The Board of Education of the City of Chicago, District 299, Chicago Public Schools (CPS) proposes the Sustainable Infrastructure for Crisis Response & Continuum of Care project. Through a SAMHSA Project AWARE grant the district could create a much-needed permanent crisis intervention and prevention infrastructure. The population of focus is the district’s high school communities, including students and their families and caregivers, staff, and educators in geographic Networks 14, 15, 16, 17. While these schools span the city, the majority are on the south and west side, and encompass communities of color, of which, most are historically disinvested. Demographic data shows that the majority of CPS high school students, 80% on average, come from families facing economic hardship, while 14% are learning English, 17% live with a disability, and 89% are youth of color.

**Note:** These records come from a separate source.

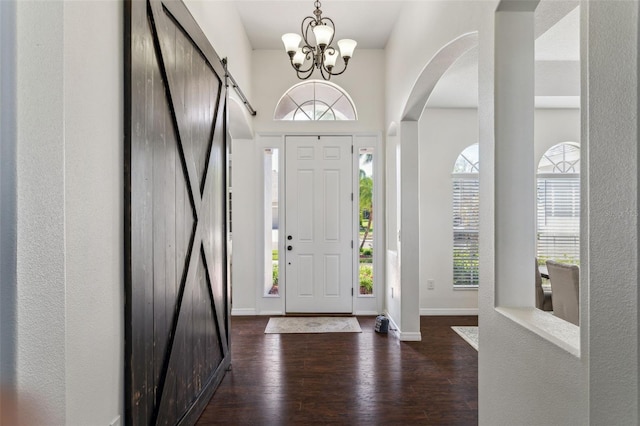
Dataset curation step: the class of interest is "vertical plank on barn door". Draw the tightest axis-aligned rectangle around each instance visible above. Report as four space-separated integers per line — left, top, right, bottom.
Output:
125 0 230 425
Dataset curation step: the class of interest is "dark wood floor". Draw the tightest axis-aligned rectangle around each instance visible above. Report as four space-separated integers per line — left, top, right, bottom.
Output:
197 317 478 425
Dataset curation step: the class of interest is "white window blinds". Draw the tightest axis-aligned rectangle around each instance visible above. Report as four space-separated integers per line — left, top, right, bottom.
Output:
453 174 480 286
452 143 480 287
537 174 580 264
536 143 580 264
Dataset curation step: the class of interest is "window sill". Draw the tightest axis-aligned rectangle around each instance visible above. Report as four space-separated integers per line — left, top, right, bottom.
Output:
496 308 580 358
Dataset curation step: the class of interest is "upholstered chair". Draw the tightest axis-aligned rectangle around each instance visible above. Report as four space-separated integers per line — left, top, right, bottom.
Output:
536 259 553 311
547 260 580 325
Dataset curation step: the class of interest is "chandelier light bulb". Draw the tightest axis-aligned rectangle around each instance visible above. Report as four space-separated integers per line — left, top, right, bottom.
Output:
324 49 338 70
293 48 306 68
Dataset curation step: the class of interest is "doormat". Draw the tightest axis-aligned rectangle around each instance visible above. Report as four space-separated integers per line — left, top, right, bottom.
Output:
264 317 362 334
451 327 478 350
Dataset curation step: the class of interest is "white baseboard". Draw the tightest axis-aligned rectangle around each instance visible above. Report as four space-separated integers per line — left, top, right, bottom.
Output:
420 308 478 316
353 311 378 317
231 308 256 317
257 311 284 317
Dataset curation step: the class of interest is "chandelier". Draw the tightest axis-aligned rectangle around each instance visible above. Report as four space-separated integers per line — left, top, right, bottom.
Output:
282 0 358 80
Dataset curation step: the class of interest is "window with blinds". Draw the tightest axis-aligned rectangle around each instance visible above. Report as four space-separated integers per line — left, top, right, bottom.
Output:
536 143 580 264
452 144 480 288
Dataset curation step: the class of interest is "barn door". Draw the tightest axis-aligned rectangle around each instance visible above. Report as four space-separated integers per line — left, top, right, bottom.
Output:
125 0 230 425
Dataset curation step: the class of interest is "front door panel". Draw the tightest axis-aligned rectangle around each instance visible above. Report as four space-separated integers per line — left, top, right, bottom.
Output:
285 136 353 313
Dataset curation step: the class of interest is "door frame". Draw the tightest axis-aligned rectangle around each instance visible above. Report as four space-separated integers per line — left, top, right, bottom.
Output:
254 132 384 315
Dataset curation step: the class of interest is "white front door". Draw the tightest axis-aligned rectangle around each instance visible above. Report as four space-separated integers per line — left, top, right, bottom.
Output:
284 136 353 313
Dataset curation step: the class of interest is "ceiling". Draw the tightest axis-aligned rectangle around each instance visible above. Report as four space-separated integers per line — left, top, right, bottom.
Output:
427 8 580 108
235 0 404 50
234 0 580 108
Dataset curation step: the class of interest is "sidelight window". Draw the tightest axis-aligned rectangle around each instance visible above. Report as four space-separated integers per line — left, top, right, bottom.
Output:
358 148 375 295
263 148 280 297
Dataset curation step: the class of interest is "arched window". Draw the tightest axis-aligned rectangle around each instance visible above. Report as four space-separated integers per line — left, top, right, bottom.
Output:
452 143 480 287
273 80 358 121
536 142 580 264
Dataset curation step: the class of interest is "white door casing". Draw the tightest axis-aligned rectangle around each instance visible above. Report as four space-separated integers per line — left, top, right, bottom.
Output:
284 136 353 313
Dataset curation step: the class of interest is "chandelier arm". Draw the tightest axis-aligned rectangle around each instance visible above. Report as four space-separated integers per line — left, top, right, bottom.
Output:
319 63 331 81
300 16 316 46
291 60 314 73
296 65 313 80
322 62 348 75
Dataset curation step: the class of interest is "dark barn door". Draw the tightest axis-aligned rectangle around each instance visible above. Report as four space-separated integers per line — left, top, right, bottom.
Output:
125 0 230 425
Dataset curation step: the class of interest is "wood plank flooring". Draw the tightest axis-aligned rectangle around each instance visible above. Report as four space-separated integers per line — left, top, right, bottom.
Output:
197 316 478 426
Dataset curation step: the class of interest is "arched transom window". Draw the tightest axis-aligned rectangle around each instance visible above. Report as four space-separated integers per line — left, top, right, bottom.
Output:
273 80 358 121
452 143 480 288
536 142 580 264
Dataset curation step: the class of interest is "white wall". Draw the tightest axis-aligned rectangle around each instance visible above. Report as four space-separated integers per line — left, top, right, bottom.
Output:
184 0 253 103
420 108 580 315
14 2 67 424
385 1 494 335
2 1 124 425
64 1 124 425
228 46 384 315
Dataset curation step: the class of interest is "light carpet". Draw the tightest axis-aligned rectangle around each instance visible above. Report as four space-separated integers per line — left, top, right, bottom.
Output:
451 326 478 350
264 317 362 334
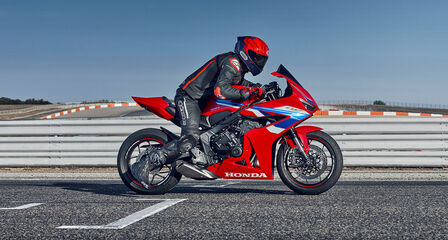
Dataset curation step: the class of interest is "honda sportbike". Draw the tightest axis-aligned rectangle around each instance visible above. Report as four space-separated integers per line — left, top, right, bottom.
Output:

CPS needs to enhance its crisis response infrastructure to: 1) ensure students have the social and emotional learning supports and resources they need, and 2) fill the gaps in our existing response mechanisms to ensure the continuity of care for students during the school day.
CPS proposes the Sustainable Infrastructure for Crisis Response & Continuum of Care project to create a coordination of care response team within the Office of Social Emotional Learning that coordinates across CPS departments, high school staff, and our community behavioral health services partners. This team will become the anchor of support throughout the lifecycle of a crisis. By the end of the award period our partnerships with community behavioral health service providers will achieve a ratio of 1 clinician for every 2 CPS High Schools within their assigned network.
Goals include:
1. Ensure every CPS high school student referred for crisis intervention, receives group and/or individual social-emotional counseling services through school-based community partners at identified school sites. To do this, we need each community partner to be responsible for a smaller number of schools. Eventually, reaching a 1:1 ratio.
2. Expansion of certified Youth Mental Health First Aid trainers in the district to provide and train additional related service providers.
3. Provide universal CPS staff training on student substance use and supportive measures
4. The Mental Health Training Specialist will train school staff (nurses, social workers, counselors, discipline staff) on Screening, Brief Intervention, & Referral to Treatment.
CPS proposes to:
1) Serve all high school students in need both annually and throughout the project. The district’s current high school population is 16,600+ students; and
2) Provide social and emotional mental health response and awareness trainings to 2,300 staff, teachers, and other educators.